Relisez ce quatrième point. Votre canal d'entrée cesse d'accepter les tickets, et pour la plupart des équipes IT, c'est équivalent à un help desk hors service. Il y a aussi une bizarrerie dans l'ordre des opérations qui piège les gens : vous ne pouvez pas ajouter la sixième personne et être facturé après coup. Les équipes de Spiceworks l'ont dit clairement dans un fil de juillet 2026 : levez d'abord le plafond, puis ajoutez la personne.
Si vous rétrogradez plus tard, vos données restent intactes et vous perdez seulement les fonctionnalités Premium. C'est plutôt juste.
Les tarifs Spiceworks en 2026, en détail
Deux plans. Voici tout ce qui les sépare, directement issu du comparatif des plans.
| Plan Core | Plan Premium | |
|---|---|---|
| Prix | Gratuit | 5 dollars par poste/mois en facturation annuelle, 6 dollars en facturation mensuelle |
| Postes admin/technicien | De 1 à 5 (plafond fixe) | Illimité |
| Utilisateurs finaux | Illimité | Illimité |
| Suivi des tickets et incidents | Oui | Oui |
| Portail utilisateur final | Oui | Oui |
| Alertes | Oui | Oui |
| Reporting | Oui | Oui |
| Attributs personnalisés | Oui | Oui |
| MFA basé sur TOTP | Oui | Oui |
| Sans publicité | Non | Oui |
| Listes de tâches (workflows de checklist) | Non | Oui |
| Actions groupées | Non | Oui |
| Support par chat en direct, 24/5 | Non | Oui |
| Fonctionnalités IA | Aucune | Aucune |
C'est dans la note de bas de page que se trouve vraiment l'enjeu financier. La page tarifaire indique que « le tarif est basé sur le nombre total d'employés actifs », pas sur les postes au-delà du plafond gratuit. Les équipes Spiceworks ont confirmé que les rôles facturables sont propriétaire, administrateur, technicien et manager, les utilisateurs finaux étant gratuits, donc dès que vous franchissez la limite, tous vos postes commencent à compter.

Voici le même calcul, sous une forme que vous pouvez réellement manipuler. Choisissez une taille d'équipe et voyez ce que ça donne sur un an.
Ce que Spiceworks coûte à votre équipe
Choisissez une taille d'équipe.
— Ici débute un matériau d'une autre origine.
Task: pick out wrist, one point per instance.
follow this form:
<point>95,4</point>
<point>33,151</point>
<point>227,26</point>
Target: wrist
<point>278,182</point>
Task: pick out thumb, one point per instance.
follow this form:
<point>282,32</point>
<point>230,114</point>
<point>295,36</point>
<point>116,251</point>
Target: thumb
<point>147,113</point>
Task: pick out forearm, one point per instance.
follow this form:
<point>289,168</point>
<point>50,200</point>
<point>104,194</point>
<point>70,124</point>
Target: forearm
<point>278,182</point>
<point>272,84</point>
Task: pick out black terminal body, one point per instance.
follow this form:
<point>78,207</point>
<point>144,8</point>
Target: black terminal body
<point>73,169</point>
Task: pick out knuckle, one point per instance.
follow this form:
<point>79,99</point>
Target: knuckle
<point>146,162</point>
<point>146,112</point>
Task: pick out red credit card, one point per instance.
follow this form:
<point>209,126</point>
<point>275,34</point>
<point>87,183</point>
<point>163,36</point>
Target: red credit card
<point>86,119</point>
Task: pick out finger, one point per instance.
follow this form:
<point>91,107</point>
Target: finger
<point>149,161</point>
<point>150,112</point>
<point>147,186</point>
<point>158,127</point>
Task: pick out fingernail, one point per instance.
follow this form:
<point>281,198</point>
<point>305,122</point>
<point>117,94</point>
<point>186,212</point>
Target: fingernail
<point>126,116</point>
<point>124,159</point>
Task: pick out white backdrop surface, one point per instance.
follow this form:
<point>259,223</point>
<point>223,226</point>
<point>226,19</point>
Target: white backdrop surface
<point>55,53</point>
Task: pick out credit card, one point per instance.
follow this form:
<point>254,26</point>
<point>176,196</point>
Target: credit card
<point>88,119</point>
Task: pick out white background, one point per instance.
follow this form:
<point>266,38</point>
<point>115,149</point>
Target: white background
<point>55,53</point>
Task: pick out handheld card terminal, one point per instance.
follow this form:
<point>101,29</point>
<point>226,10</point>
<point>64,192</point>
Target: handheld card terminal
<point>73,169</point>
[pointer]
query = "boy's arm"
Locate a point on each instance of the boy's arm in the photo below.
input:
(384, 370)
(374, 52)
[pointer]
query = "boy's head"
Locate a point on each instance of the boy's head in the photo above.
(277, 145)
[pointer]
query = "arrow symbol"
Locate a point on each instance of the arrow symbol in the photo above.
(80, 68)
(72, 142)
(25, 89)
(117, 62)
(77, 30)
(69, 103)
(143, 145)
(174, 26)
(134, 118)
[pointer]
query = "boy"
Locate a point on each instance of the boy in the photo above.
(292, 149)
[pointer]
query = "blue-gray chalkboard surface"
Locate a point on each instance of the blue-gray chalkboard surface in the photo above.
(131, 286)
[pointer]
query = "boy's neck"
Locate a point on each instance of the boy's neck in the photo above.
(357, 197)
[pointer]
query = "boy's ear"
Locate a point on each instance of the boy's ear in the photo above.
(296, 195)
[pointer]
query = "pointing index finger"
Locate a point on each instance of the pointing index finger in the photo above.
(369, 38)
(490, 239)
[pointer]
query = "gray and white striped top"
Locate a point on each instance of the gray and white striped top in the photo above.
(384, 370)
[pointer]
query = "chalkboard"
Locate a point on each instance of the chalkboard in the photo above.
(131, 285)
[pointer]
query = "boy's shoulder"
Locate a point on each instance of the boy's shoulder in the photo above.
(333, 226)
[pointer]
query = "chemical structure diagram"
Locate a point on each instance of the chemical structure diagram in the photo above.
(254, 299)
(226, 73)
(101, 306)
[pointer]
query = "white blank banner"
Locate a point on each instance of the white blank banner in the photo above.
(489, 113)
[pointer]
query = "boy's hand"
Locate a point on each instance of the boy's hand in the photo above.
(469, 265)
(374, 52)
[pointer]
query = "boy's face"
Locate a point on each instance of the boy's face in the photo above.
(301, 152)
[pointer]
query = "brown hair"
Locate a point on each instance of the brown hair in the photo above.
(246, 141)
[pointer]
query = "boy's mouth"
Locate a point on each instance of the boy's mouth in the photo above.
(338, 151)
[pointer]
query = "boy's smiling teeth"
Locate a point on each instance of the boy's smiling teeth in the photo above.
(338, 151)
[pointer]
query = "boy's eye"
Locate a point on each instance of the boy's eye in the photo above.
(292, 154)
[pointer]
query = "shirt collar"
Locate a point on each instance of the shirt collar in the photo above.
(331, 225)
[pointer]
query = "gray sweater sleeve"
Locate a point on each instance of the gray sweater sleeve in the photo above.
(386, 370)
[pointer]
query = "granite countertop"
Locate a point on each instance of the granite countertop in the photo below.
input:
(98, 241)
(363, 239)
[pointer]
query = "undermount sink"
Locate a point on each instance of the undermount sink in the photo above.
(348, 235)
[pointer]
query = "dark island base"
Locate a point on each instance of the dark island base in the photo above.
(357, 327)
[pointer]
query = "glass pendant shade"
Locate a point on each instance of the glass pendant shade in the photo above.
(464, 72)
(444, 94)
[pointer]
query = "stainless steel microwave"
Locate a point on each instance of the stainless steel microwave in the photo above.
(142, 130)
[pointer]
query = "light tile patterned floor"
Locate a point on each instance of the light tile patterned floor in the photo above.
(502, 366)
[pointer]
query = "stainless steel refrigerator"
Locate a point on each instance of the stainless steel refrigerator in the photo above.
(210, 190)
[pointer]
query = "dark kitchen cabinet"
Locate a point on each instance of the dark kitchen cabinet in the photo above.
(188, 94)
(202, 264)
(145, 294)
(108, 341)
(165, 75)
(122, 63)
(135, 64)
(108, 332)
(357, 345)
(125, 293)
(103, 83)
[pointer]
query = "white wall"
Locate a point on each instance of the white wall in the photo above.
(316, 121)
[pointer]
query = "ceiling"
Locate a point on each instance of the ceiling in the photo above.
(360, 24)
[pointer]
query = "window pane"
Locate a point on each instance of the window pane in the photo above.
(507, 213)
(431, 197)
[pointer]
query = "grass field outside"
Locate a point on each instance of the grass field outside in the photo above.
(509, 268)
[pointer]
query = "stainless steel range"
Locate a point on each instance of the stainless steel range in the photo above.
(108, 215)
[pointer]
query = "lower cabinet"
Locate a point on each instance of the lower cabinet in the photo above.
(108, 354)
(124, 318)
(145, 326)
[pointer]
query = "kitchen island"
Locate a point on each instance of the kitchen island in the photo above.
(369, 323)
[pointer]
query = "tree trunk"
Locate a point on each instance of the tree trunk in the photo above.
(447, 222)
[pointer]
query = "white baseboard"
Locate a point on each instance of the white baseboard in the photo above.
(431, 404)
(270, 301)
Les postes facturables sont les administrateurs, techniciens et managers. Les utilisateurs finaux sont toujours gratuits.
Confortablement dans le palier gratuit. Vous payez avec de l'espace publicitaire dans la vue des tickets, et vous n'avez pas de support par chat en direct.
Exactement au plafond. Embaucher un technicien de plus n'est pas une décision à 5 dollars, ça fait basculer tout le compte en payant, donc planifiez la mise à niveau avant la date d'arrivée.
Six postes facturables à 5 dollars chacun. En facturation mensuelle, c'est 432 dollars. Le sixième technicien coûte donc effectivement 360 dollars, car les cinq premiers ne sont plus gratuits.
720 dollars en facturation mensuelle. Toujours bon marché comparé à la plupart des outils ITSM, mais vous comparez maintenant du payant à du payant, et les lacunes fonctionnelles commencent à peser.
À cette taille, les éléments manquants (reporting SLA, rôles granulaires, toute automatisation au-delà des règles par mots-clés) coûtent généralement plus en heures de personnel que ce que la licence économise.
Pour situer à quel point ce prix était intéressant quand il correspondait : l'ancienne carte marketing du produit desktop promettait tout illimité pour 0,00 dollar.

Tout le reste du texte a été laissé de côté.